I find your statement regarding finding mums boring reductive. Everyone is more than just mums. The best thing about going out with the class mums is that it is such a wide range of people from all sorts of careers etc. Everyone is so different and interesting.

Isitameproblem · 27/05/2025 11:53

Franpie · 27/05/2025 11:43

I completely agree with this.

I also have a very senior corporate job with lots of travel etc. I hate it when people say “how’s work?”. The last thing I want to do is talk about work! It is full on and often quite stressful. I’m dealing with complex matters all day every day. When I meet up with my friends or the class mums, I want to let my hair down and not think about the office for a few hours.

I find your statement regarding finding mums boring reductive. Everyone is more than just mums. The best thing about going out with the class mums is that it is such a wide range of people from all sorts of careers etc. Everyone is so different and interesting.

But that ain't me! Plus, that's been my experience for the past 15 years. We live in one of the most deprived, ethnically uniform counties. Most people move here to be one with nature, the sea, be outdoorsy, etc... That's certainly not my thing.

If I could my ideal weekend would be brunch + window shopping + museum/concert.

I'm very much a city rat that loves the chaos of the city.

OP posts:
Redpeach · 27/05/2025 13:44

Isitameproblem · 20/05/2025 07:40

The irony is that I find fellow mothers boring.

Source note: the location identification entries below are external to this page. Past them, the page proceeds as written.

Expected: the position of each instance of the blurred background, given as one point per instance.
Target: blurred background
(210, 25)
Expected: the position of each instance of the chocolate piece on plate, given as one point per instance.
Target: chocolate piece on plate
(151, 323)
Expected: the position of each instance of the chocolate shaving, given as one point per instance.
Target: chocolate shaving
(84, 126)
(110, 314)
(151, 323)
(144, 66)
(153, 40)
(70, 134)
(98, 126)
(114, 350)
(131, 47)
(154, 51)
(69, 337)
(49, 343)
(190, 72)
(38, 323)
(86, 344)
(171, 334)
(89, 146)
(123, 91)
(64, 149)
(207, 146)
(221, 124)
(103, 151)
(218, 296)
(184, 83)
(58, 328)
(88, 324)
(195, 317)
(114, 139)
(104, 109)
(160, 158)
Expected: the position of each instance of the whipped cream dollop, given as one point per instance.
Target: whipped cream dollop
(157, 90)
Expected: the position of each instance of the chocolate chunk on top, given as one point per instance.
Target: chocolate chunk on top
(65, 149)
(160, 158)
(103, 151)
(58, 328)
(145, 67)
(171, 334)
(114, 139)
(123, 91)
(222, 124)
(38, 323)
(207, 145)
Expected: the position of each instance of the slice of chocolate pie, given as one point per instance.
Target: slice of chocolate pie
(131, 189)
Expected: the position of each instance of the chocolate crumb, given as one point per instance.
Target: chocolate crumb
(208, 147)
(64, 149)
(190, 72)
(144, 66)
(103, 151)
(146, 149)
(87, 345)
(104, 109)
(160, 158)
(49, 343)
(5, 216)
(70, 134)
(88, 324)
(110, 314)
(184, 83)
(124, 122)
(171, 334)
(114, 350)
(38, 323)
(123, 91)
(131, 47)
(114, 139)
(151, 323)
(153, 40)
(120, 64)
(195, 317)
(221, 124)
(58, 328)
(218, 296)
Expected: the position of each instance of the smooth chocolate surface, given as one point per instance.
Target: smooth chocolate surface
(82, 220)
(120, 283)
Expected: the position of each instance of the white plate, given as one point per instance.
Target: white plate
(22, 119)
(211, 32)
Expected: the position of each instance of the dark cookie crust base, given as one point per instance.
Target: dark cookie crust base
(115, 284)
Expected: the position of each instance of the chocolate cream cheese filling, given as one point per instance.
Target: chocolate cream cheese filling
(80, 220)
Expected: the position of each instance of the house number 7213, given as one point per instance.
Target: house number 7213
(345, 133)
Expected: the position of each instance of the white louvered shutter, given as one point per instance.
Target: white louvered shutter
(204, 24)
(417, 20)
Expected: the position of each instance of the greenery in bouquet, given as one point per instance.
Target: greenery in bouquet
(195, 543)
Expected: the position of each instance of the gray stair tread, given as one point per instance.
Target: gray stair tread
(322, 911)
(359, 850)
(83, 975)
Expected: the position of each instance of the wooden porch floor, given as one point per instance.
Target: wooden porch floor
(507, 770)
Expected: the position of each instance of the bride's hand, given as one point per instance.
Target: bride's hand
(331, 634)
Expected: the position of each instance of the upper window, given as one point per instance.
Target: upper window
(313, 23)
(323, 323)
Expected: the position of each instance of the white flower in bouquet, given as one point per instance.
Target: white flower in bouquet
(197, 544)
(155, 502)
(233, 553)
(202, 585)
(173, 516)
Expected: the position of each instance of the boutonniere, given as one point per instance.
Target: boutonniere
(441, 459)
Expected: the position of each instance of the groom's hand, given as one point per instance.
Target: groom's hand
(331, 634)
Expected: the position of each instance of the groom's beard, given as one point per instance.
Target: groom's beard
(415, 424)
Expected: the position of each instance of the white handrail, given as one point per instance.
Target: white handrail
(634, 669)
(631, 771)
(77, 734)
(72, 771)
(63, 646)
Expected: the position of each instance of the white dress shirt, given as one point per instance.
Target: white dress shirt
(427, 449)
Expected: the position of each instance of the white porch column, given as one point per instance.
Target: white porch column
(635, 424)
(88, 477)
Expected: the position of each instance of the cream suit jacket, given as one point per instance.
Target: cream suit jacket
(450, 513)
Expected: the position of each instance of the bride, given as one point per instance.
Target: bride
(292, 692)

Again huge generalisation, but I'm a fairly detached and mostly career driven (and that's what I mostly like to talk about!) I end up not finding good enough common ground.

My "water cooler" friend is a good balance because I tangentially met her through work, so she's absolutely aware of that and our DC (the 5yo) have grown together.

I know she'll never go beyond our longish chit chats during school runs, but at the same time I'm totally OK with that.

Edited

Finding fellow mothers boring, is a bit like people saying they don't like small talk. The sometimes inane chit chat at the beginning of relationships is all part of the journey.

FedupofArsenalgame · 27/05/2025 13:59

TookTheBook · 20/05/2025 08:15

Making friends is a numbers game. You need to make a LOT of small talk acquaintances before you land on one or two good friends from that batch. Try harder at your youngest's school, it's good timing while she is new to primary school. Go to exercise classes where people chit chat at the start. Try a hobby. Meet friends of friends. Meet former colleagues for coffee.

Just keep meeting everyone and anyone and eventually you'll find your people. It takes time.

Similar to those who only want to talk about their kids then!!